Thursday, January 15, 2015

My first blog post: Harris and Writing

I am the kind of writer who is very inspired of things that happens in the environment around me. Because of this I prefer to sit in open public spaces instead of in a separated room when I write. I often have many ideas, sometimes too many, which can be challenging sometimes. I tend to not want to take any short cuts and make it easy for myself. I am a writer who reads my own texts out loud and also think out loud. That is the way I remember my own ideas and the way I easy can correct my own mistakes in my writing. I am a writer who enjoys brainstorming my ideas with other people and listen to their opinions and thoughts. I am a writer who never stops writing.

By reading Harris I understand a community to be a kind of unspoken relationship or bond between certain groups of people. It can be divided in to two communities; “interpretive community” where like minded people with same values and beliefs are grouped together, and “speech community” where people that are living in same space and time are grouped together. I understand it as the one most people are drawn to is the interpretive community where they can find people sharing their views of what is “normal” or “abnormal”. A community is where alike people turn to as a comfort and where they also can identify themselves as individuals but also see others acting, thinking, and believing alike themselves. However, individuals can belong to and identify themselves to more than one community. Communities can be both small and big such as “English 254 class community” or “US upper-class community”.

I see myself belonging to many different communities, big as small. On the big spectrum I identify myself as being a part of “the Swedish middle-class community” and also “Swedes in America-community”. Smaller communities I understand myself to belong to are for an example “English 254 community” or “UNL International student’s community”. Either a big or small community, all the communities I identify myself with is ones that I feel like I am surrounded with people thinking the way I do and view the world the way I do. These different communities I understand come from social status, culture, values and beliefs, and educational status.

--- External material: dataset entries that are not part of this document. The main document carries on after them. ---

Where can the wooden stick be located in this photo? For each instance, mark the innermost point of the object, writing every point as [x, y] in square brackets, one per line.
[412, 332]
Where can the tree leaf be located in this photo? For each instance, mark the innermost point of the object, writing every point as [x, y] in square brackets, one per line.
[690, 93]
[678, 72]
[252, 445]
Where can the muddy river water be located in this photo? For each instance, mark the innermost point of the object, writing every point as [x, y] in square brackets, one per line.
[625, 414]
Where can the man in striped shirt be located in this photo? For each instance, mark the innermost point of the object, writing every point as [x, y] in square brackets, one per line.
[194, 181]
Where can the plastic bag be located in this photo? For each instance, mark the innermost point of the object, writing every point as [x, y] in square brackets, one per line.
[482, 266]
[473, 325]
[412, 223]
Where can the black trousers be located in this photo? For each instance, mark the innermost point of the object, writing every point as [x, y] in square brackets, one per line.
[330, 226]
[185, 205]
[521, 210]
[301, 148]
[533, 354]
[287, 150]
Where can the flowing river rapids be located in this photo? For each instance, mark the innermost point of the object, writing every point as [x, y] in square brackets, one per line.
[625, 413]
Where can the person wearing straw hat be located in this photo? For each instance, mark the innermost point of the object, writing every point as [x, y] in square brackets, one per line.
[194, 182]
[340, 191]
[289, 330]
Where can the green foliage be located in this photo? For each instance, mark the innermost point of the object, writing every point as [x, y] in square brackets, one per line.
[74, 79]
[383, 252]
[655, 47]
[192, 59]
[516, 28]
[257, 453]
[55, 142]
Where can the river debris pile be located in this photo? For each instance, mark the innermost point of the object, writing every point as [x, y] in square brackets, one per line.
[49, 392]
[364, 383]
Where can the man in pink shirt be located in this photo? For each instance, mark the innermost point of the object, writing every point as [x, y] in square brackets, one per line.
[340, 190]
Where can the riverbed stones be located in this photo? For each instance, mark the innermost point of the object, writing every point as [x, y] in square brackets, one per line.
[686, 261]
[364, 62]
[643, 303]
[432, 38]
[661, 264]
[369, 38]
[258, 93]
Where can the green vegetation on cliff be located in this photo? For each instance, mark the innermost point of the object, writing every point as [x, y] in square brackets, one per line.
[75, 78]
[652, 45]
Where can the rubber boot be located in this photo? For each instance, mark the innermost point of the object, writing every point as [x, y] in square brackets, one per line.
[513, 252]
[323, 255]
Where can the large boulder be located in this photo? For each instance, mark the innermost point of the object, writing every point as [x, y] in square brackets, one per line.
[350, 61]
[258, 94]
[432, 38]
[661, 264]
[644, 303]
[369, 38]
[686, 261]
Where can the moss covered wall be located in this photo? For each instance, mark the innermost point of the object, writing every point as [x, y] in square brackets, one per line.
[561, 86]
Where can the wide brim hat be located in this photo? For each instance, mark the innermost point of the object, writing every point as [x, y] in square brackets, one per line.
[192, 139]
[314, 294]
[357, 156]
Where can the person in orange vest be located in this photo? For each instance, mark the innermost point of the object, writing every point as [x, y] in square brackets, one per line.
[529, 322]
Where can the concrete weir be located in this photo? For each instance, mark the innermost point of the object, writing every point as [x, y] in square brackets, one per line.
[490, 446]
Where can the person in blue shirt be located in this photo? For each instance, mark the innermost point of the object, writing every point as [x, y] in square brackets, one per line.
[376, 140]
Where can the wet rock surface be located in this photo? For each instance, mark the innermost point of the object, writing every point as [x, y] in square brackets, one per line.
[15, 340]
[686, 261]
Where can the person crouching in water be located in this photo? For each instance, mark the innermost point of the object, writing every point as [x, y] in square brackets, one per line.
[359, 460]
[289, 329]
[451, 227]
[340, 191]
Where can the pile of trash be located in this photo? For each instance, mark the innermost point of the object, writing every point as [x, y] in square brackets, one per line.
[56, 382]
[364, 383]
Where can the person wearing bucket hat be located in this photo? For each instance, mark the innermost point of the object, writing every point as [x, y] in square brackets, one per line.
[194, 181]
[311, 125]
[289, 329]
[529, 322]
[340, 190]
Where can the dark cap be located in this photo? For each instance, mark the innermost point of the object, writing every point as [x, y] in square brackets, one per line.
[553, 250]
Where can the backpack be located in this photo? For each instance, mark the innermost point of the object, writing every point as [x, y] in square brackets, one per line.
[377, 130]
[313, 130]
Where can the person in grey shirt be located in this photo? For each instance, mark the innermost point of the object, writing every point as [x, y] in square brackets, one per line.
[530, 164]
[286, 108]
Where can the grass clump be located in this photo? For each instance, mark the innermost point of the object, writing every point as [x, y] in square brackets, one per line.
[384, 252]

Writing and language play a role in making communities since different communities value the tone and the way of communicating differently. I would assume this probably has to do with what certain groups of people see as “normal” or not. For an example, in a community of a university the tone and way of communicating is probably more sophisticated and grammatically correct compared to e.g. a sports community, such as a football team, where grammar isn't in the focus and slang might be used acceptably more often.


After reading Harris I believe that every individual is a part of a community. I believe that it is also important for the individual to feel a part of a community according to identify themselves and find safety in life. 

1 comment:

  1. Ellen,
    I both love and am fascinated by how communal you already seem to understand your work as a writer to be. You want to write with others around and want to discuss ideas with other people. These are all interesting marks of thinking about writing as communal act and they're not the way I think everyone would think about writing. I wonder if what effect thinking about writing in that way has on our writing or idea development? That is you're not Emily Dickinson--up in a tower somewhere drinking your scotch, smoking, and writing by yourself--so how does that change or impact your understanding of what work writing does int he world? Or how you write? Or does it matter all?

    I think it's interesting that you point out a distinction between an "interpretive community" and a "speech community" and see yourself--in fact, most of us--as more drawn to the interpretive kind. This is interesting because the interpretive ones you point out as ones you identify with, are ones that also seem very speech/location-centered. Is there such thing as pure "speech communities" or pure "interpretive ones"? Does this distinction really matter? If so, how?